Educate November 2018

Fostering Executive Function for Peak Performance


Written By: Noel Foy

Ridiculing generational differences is nothing new, but complaints don’t get us very far. Specific, objective feedback, on the other hand, can be a productive and helpful exercise.

In this vein, I want to address a challenge affecting the productivity, relationships and performance of numerous young candidates entering the workforce – lack of executive function and the ability to overcome obstacles.

Many factors contribute to a decline in executive function skills. They include trauma, stress, helicopter parenting and distractions from technological devices. I’ve devoted my career as a neuroeducator to helping students build executive function, grit and resilience – key skills for success in school, jobs, relationships … life.

Executive function skills are a set of self-driven skills needed to get stuff done. Think of them as the CEO of the brain that coordinates memory, organization, time management, problem-solving, communication, critical thinking and reflection.

With underdeveloped executive function or a weak CEO come challenges with goal-setting, making plans, decision-making, managing distractions, meeting deadlines and regulating emotions.

You may hear managers or co-workers refer to some Gen Xers, Millenials and Xennials as coddled and unaware. The underlying problem, I would suggest, is that many young adults have underdeveloped skill sets and mindsets, often called soft skills. Truth be told, these skills don’t fully develop in the brain until around age 30; even some older workers may lack strong executive function, despite their advanced years.
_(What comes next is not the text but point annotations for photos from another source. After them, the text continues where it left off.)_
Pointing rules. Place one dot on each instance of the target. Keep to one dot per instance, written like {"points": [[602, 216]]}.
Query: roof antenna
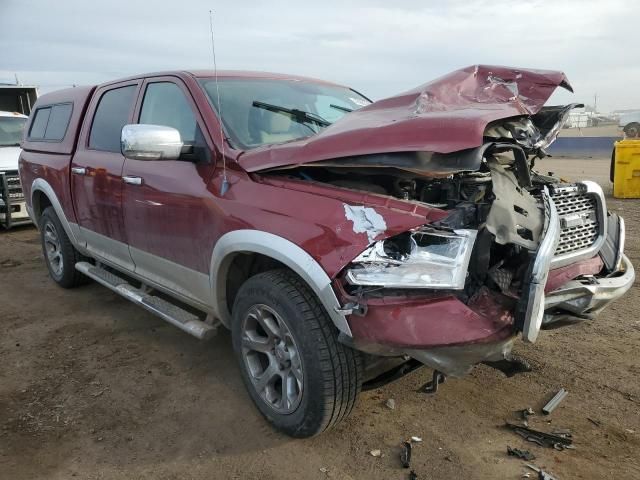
{"points": [[225, 184]]}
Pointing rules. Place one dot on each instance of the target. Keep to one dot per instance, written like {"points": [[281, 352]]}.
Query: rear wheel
{"points": [[297, 373], [59, 253]]}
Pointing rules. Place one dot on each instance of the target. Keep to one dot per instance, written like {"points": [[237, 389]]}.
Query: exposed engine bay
{"points": [[491, 193]]}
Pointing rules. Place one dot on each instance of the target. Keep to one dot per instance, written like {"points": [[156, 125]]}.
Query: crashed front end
{"points": [[518, 252], [514, 251]]}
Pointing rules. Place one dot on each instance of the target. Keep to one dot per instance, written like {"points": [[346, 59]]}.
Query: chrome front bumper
{"points": [[588, 296], [534, 313]]}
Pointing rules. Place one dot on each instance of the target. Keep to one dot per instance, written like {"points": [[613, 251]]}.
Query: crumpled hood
{"points": [[9, 158], [446, 115]]}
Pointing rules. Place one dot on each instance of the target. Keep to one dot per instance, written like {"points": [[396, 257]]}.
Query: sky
{"points": [[377, 47]]}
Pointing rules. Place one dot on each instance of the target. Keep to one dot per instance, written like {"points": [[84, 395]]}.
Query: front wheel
{"points": [[297, 373]]}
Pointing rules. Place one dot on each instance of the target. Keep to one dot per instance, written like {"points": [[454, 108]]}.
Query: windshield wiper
{"points": [[338, 107], [299, 116]]}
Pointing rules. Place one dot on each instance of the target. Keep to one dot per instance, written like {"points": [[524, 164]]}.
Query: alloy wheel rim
{"points": [[53, 249], [272, 359]]}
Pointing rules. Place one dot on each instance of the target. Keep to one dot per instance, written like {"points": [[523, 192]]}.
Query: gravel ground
{"points": [[93, 387]]}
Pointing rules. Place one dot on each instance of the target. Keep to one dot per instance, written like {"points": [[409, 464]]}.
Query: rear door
{"points": [[96, 173], [168, 213]]}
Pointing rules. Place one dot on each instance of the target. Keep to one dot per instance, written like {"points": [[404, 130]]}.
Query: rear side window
{"points": [[50, 123], [111, 115]]}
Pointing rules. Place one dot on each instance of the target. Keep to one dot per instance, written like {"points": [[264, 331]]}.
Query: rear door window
{"points": [[51, 122], [111, 115]]}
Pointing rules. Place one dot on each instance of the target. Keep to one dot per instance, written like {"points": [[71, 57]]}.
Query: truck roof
{"points": [[222, 74], [12, 114]]}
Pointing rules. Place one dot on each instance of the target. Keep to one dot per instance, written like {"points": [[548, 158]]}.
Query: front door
{"points": [[167, 217], [96, 174]]}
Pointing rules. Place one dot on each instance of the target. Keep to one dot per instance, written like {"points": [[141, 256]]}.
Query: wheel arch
{"points": [[277, 249], [42, 196]]}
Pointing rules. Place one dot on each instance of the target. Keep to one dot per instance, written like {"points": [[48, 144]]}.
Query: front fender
{"points": [[280, 249]]}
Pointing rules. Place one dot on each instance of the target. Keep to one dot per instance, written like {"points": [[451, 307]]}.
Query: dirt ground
{"points": [[93, 387]]}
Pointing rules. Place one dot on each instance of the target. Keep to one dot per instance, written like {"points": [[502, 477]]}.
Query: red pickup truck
{"points": [[343, 242]]}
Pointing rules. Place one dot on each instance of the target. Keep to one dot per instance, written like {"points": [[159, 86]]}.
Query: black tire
{"points": [[332, 372], [62, 270]]}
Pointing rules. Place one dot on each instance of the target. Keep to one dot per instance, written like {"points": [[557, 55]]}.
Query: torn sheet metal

Executive function skills are not explicitly taught in school, but they are highly sought by employers, no matter the field.

Not everyone develops these skills independently, but the good news is they can be taught. As employers, you can apply what I teach as part of your hiring process by inquiring about job candidates’ approaches to:

  • Goal-setting and organization
  • Communication— both verbal and written
  • Leadership and collaboration
  • Using mistakes or failures as learning opportunities or wake-up calls
  • Managing distractions

In my work with students, many of whom attend highly competitive colleges, the typical narrative is they were successful in high school but are struggling in college.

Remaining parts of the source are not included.